I had spent two years writing Living Whole Without a Better Half, while I was trying to learn how to do just that. Part of the learning meant packing up my little life shortly after The Box arrived and moving away from the thirty-year familiarity of home to attend seminary. I had no idea what came after that (and it was a good thing), but of the move itself, I was sure.

I’ve made a long series of similar decisions in the nearly decade and a half since that deliriously happy spring day: decisions of which I was sure, though I had no idea what came next. And so, I’ve discovered, goes the life of faith: Doing your best to obey and follow, and trusting that God will see to the rest.

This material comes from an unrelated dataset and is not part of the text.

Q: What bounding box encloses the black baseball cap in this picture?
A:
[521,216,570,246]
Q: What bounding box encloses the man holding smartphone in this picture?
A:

Yesterday another Box arrived on my doorstep. This time there were thirty free copies for the author. (Thanks, Kregel!) But my mom, dad, and sister are half a continent away, because one of those decisions made in faith moved me even farther away from familiarity. So I ate a happy-dance dinner, snapped some pictures to post on Facebook, e-celebrated with a couple friends in different time zones, and carried a copy around with me all evening.

Obeying, following, and trusting are not always easy – and their rewards are rarely immediate and often not obvious. But I do them anyway – or at least, try to – because I have a stubborn belief that God knows and does what is best and loving and good for His children. He is a good Father, and I am gratefully glad – because I know what a child I still am.